RETINAR no es el único desarrollo que avanza en el laboratorio. El grupo trabaja en nuevos algoritmos para detectar otras enfermedades a partir de fotografías del fondo de ojo y proyecta una versión que analice imágenes de campo amplio, lo que permitiría ampliar los controles y reducir todavía más los costos de atención oftalmológica. También desarrolla RetinApp, pensada como historia clínica personal para personas con diabetes, donde consultar información, guardar estudios y registrar su estado de salud para llevar esos antecedentes a distintos centros.
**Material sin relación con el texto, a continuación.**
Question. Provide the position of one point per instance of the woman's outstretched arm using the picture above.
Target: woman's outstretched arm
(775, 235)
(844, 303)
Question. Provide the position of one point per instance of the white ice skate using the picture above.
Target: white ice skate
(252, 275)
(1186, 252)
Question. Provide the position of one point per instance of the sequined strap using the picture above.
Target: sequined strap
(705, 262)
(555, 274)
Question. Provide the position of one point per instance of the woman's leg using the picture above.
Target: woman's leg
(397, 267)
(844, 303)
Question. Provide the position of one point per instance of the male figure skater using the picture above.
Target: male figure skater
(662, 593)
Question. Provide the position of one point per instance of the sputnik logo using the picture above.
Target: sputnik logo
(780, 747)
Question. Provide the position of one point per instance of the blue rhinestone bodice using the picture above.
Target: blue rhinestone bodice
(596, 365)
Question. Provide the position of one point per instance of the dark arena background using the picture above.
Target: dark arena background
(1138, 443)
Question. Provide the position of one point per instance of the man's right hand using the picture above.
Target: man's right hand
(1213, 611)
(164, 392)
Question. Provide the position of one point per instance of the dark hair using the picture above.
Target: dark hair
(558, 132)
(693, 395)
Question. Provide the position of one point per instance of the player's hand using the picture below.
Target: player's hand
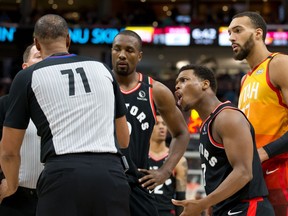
(153, 178)
(191, 207)
(262, 154)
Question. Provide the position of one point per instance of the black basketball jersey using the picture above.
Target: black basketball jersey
(216, 167)
(165, 192)
(141, 117)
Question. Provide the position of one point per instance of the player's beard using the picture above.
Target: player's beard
(245, 49)
(123, 71)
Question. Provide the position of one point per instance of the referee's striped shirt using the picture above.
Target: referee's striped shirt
(73, 102)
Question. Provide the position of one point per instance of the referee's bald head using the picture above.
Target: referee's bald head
(50, 27)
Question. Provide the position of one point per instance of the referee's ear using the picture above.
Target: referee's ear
(68, 41)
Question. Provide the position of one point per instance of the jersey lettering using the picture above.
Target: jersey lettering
(211, 159)
(140, 116)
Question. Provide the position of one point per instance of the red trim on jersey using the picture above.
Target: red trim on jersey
(136, 87)
(253, 70)
(252, 209)
(213, 142)
(158, 158)
(273, 88)
(150, 80)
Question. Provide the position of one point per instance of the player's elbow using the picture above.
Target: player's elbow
(122, 132)
(246, 175)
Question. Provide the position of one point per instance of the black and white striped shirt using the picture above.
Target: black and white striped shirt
(73, 102)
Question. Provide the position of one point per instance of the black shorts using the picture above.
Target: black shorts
(83, 184)
(22, 202)
(259, 206)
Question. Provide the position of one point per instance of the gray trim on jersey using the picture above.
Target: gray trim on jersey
(30, 167)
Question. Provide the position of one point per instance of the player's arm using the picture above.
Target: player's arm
(278, 76)
(166, 105)
(232, 129)
(181, 170)
(122, 131)
(10, 160)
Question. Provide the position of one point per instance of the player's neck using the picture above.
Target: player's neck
(158, 148)
(128, 82)
(256, 56)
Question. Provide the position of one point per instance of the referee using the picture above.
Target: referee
(79, 112)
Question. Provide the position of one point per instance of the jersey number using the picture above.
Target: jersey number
(83, 76)
(203, 166)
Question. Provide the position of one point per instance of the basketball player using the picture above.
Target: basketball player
(230, 163)
(79, 112)
(143, 96)
(264, 98)
(175, 185)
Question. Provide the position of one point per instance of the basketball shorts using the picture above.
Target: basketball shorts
(275, 172)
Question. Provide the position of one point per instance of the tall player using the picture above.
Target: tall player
(142, 95)
(264, 98)
(230, 163)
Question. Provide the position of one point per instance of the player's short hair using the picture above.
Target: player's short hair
(256, 19)
(26, 53)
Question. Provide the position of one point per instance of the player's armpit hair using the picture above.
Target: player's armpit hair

Para Orlando, el recorrido de RETINAR muestra qué puede ocurrir cuando distintas partes del sistema trabajan juntas, en el llamado triángulo de Sábato: universidades públicas que generan conocimiento, un Estado que financia y demanda soluciones, y empresas que convierten esos desarrollos en productos sostenibles. En un contexto de pérdida de investigadores y docentes que migran hacia el sector privado, Orlando advierte que la falta de inversión sostenida no solo amenaza proyectos, sino también el recambio generacional de la ciencia argentina: “Tenemos todo lo necesario para poder resolver nuestros propios problemas con nuestras propias herramientas. Lo que necesitamos es apoyo”, concluye.